В Щекино, по слухам, немцы повесили 14 человек. Очевидно, в каждом населенном пункте, согласно воле «победителей», должен быть определенный процент повешенных. В Ясной Поляне — два, в Щекино — четырнадцать.

* * *

Положение учителей, музейных работников — дурацкое, неопределенное. В здании школы немцы топят печи партами и книгами. Орлов попробовал протестовать. Ему заявили:

Школы у вас не будет.

Так же и о музее говорят. Музея не будет, будет поместье Толстых.

Пытались добиться получения хлеба. Давно уже подали списки музейных работников и учителей князю Демидову. Но он не удостаивает нас разговором. О хлебе пока ничего не слышно. Питаемся почти исключительно картошкой, поэтому прихварываем.

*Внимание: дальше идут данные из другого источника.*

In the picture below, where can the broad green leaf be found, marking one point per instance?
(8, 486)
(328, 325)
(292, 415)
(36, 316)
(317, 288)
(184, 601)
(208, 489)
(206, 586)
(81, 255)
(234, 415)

Четвертую неделю живем без хлеба! Только иногда получаем в виде милости кусочек от постояльца-немца. (Один Вильгельм из четверых, поставленных к нам на квартиру, иногда догадывается поделиться с нами.)

Крестьянам немного лучше: большинство из них имеет кое-какие запасы продовольствия. Князь Демидов пытается с ними заигрывать. Оно и понятно: ведь это будущие кормильцы «des Grossen Deutschlans» (Великой Германии).

Кто же такой, наконец, князь Демидов? Говорят, что он назначен комендантом Тулы, а здесь только ждет, пока для него освободят «город». Но в то же время он чувствует себя хозяином Ясной Поляны.

На днях пришли немцы в коровник к Арине Ивановне и потребовали хорошую корову. Арина Ивановна протестовала. Те стали угрожающе показывать кулаки. Отдала. А вечером явился Демидов и начал проверять, куда делась корова. Отчитал Арину Ивановну — зачем отдала. Уж не считает ли он себя наследником Толстого? Похоже на то, что Ясную Поляну он рассматривает, как свою собственность.

ГРАБЕЖ ПРОДОЛЖАЕТСЯ

22 ноября. Очередная «забота» немцев о музее. Приехал подтянутый офицер, говорящий по-французски. Предложил в течение двух часов собрать все ценное в зал и в подвал, так как он уполномочен наложить печати на музейное имущество.

Говорю, что за два часа не успею перенести вещи с террасы в подвал, так как обслуживающий персонал живет в деревне. Офицер торопится. Наклеивает бумажку с четко отпечатанным текстом: «Beschlagnahmt fúr Oberkommando der Wehrmacht. West. W. Pr» [«Конфисковано для верховного командования вооруженных сил».] на одной из дверей, ведущих в зал. Настойчиво расспрашивает меня, много ли вещей пропало. Физиономия у него ехидно-насмешливая. В памяти свежо впечатление от озлобления офицеров, когда я их спросила, куда исчезли картины и портреты из комнаты для приезжих. Вынуждена уклониться от прямого ответа.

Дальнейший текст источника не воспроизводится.